Toto AI Model Sets New Benchmark For Time Series Forecasting

Appendix

5 Results

We report experimental results for a pre-trained Toto model in Section 5.1 and Section 5.2.

To evaluate predictions, we sequentially divide a time series into context and forecast segments. We input the context segment into Toto and autoregressively generate output patches by sampling from the Student-T mixture model distribution. We forecast a number of steps equal to the nearest multiple of the patch size, then truncate the predictions to the desired length. In order to keep inference time consistent, we vary the number of samples generated based on the cardinality and length of the dataset, with a minimum of 100 samples. We take the median sample at each time step as the final point prediction. This prediction is then compared against the ground-truth forecast segment for evaluation.

5.1 LSF benchmarks

To assess general-purpose time series forecasting performance, we use the Long Sequence Forecasting (LSF) benchmark datasets (ETTh1, ETTh2, ETTm1, ETTm2, Electricity, and Weather) [12]. We evaluate with forecast lengths of 96, 192, 336, and 720 time steps, in sliding windows with stride 512, and average the results. For Toto, we used a historical context window of 512 steps and took the median of 200 samples. Following standard practice, we report normalized Mean Absolute Error (MAE) and Mean Squared Error (MSE), fitted on a training split, in order to be able to compare performance across different datasets. We compared Toto’s performance with the reported results of other recent zero-shot foundation models [15, 19], as well as full-shot time series forecasting models [14, 16, 17, 36, 44–47]. We display these results in Table 1.
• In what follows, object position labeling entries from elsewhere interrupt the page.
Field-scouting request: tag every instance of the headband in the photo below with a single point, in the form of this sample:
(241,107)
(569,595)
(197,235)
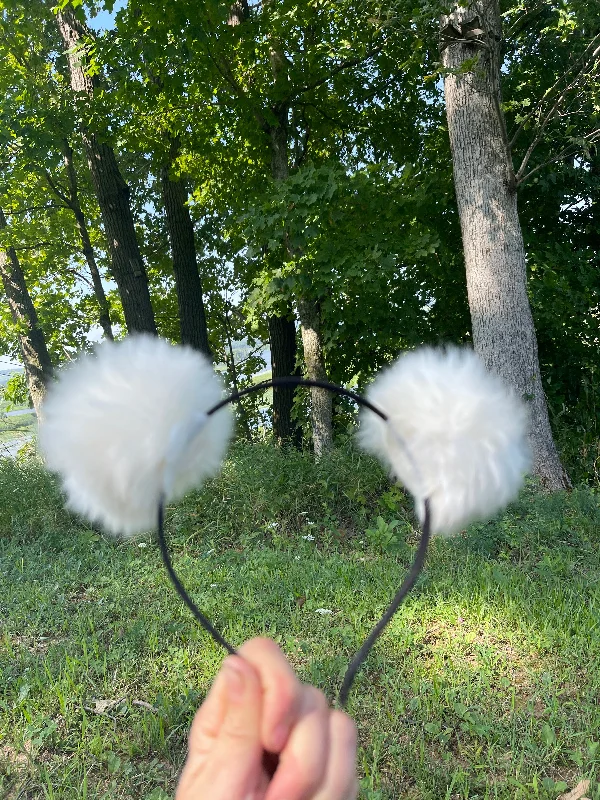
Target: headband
(140,422)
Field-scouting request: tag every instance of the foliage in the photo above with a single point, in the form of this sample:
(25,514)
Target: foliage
(477,688)
(365,222)
(16,391)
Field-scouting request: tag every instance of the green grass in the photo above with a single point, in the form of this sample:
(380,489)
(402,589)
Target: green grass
(17,427)
(485,685)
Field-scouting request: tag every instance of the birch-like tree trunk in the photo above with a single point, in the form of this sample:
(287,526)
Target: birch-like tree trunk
(188,284)
(321,400)
(321,404)
(111,190)
(503,330)
(36,359)
(282,339)
(70,198)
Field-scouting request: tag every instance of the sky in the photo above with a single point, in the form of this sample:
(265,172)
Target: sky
(104,20)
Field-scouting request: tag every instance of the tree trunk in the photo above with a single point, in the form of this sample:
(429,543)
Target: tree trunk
(192,317)
(321,400)
(320,413)
(282,338)
(36,359)
(111,190)
(72,201)
(503,331)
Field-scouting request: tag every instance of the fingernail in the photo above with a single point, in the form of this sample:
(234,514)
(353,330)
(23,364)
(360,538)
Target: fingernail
(235,678)
(279,736)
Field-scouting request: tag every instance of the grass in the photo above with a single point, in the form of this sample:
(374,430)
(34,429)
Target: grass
(17,427)
(486,685)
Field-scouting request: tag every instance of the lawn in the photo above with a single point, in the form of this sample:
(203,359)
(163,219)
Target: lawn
(17,427)
(485,685)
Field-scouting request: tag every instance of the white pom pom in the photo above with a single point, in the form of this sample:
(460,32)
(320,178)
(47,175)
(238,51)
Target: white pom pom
(126,425)
(455,434)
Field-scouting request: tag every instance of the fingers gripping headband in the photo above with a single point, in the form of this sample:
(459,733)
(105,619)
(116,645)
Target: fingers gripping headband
(407,585)
(141,422)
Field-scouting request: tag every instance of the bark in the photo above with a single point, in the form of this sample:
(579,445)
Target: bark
(71,200)
(36,359)
(238,13)
(503,330)
(321,399)
(111,190)
(282,338)
(192,316)
(321,417)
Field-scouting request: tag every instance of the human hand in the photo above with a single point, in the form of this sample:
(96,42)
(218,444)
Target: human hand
(257,704)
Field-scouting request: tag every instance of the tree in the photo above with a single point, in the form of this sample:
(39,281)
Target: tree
(69,196)
(485,183)
(32,344)
(112,192)
(192,316)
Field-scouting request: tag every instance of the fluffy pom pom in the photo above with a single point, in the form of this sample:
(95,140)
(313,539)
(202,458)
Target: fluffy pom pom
(455,435)
(127,425)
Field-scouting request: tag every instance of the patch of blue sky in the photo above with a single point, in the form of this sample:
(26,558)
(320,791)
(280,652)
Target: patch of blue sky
(105,20)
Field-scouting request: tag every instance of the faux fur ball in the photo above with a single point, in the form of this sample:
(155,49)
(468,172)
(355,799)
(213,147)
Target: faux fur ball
(126,425)
(456,434)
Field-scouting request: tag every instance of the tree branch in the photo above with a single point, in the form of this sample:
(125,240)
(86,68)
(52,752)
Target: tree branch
(351,62)
(571,150)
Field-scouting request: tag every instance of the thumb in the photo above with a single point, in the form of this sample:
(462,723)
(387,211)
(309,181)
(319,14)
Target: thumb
(235,763)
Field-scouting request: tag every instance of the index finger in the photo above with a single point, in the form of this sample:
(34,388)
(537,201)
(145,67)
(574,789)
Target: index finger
(282,691)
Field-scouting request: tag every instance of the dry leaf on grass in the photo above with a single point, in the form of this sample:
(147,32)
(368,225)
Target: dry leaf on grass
(102,707)
(577,793)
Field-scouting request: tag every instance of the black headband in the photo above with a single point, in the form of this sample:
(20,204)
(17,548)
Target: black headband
(407,584)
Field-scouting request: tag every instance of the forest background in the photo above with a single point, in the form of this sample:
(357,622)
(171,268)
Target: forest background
(281,174)
(308,187)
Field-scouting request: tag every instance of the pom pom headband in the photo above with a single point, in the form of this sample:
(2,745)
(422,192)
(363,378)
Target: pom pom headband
(140,423)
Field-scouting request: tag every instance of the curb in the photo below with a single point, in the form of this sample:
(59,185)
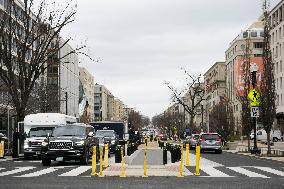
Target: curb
(259,157)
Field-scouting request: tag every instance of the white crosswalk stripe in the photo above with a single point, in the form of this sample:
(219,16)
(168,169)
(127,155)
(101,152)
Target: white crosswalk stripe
(15,171)
(41,172)
(213,172)
(270,170)
(206,171)
(247,172)
(77,171)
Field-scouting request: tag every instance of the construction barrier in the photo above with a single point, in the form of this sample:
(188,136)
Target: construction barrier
(181,161)
(2,149)
(106,156)
(197,157)
(101,162)
(187,158)
(94,162)
(122,163)
(145,161)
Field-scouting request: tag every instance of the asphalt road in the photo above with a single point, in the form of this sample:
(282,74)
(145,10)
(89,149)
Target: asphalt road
(242,172)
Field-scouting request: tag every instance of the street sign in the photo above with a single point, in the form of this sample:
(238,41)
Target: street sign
(254,96)
(254,112)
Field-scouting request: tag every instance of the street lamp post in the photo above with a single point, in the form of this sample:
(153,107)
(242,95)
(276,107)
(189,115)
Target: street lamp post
(253,70)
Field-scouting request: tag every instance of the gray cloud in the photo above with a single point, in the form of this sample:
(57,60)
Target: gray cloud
(145,42)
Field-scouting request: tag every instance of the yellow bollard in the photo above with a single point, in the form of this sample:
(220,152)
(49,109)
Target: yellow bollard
(181,161)
(197,160)
(101,162)
(145,162)
(187,160)
(106,156)
(94,162)
(122,163)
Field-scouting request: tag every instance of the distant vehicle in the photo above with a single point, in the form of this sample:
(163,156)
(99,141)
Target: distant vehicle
(210,142)
(38,126)
(275,135)
(72,142)
(110,137)
(120,128)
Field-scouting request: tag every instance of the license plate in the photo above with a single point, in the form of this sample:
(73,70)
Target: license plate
(59,159)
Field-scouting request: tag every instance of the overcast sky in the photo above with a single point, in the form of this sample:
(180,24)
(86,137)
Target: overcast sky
(145,42)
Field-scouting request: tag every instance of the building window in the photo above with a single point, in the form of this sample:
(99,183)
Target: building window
(258,45)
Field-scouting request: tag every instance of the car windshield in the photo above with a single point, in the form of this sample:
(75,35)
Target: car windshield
(210,137)
(40,131)
(105,133)
(69,131)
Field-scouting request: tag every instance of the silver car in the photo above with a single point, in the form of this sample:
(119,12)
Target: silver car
(210,142)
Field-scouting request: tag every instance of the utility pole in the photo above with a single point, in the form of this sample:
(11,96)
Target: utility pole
(66,102)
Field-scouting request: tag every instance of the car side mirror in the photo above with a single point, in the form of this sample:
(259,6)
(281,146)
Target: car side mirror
(91,134)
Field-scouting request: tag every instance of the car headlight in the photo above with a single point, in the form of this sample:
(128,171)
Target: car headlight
(26,144)
(80,143)
(112,142)
(44,143)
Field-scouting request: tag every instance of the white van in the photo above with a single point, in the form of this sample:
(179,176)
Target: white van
(275,135)
(38,126)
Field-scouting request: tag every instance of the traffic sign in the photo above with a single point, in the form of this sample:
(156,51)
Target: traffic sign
(254,112)
(254,96)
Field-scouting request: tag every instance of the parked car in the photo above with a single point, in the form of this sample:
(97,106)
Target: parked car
(72,142)
(210,142)
(275,135)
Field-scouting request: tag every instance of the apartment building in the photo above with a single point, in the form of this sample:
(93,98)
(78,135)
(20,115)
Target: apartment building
(103,103)
(248,43)
(276,19)
(63,83)
(215,88)
(87,81)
Toto demonstrates exceptional performance across a variety of benchmark datasets, excelling in zero-shot scenarios. In the LSF datasets, Toto consistently outperforms other models in terms of MAE and MSE. For example, on the ETTh1 dataset, Toto achieves an MAE of 0.389 and an MSE of 0.363, outperforming all zeroshot models, including the previously reported Moirai series and TimesFM. Macro-averaging across the six LSF datasets, Toto achieves an MAE of 0.312 and MSE of 0.265, again exceeding Moirai’s reported zero-shot performance as well as the reported performance of the full-shot models.

Several architectural choices and data features likely contribute to Toto’s superior performance. The novel Proportional Factorized Space-Time Attention mechanism allows Toto to efficiently capture both temporal and spatial dependencies within multivariate time series data. Additionally, the extensive training on a diverse dataset of one trillion time series points, including a mix of real-world observability metrics and multi-domain time series data, enhances Toto’s ability to handle varied characteristics of different benchmark datasets.

While Toto generally excels, there are areas where its performance is closely matched by other models. In full-shot scenarios, models like PatchTST, Crossformer, and FEDformer show competitive results. For example, on the Electricity dataset, while Toto achieves a leading zero-shot MAE of 0.246 and MSE of 0.157, iTransformer and TimesNet also show strong performance, indicating that these models can catch up when additional training data is available.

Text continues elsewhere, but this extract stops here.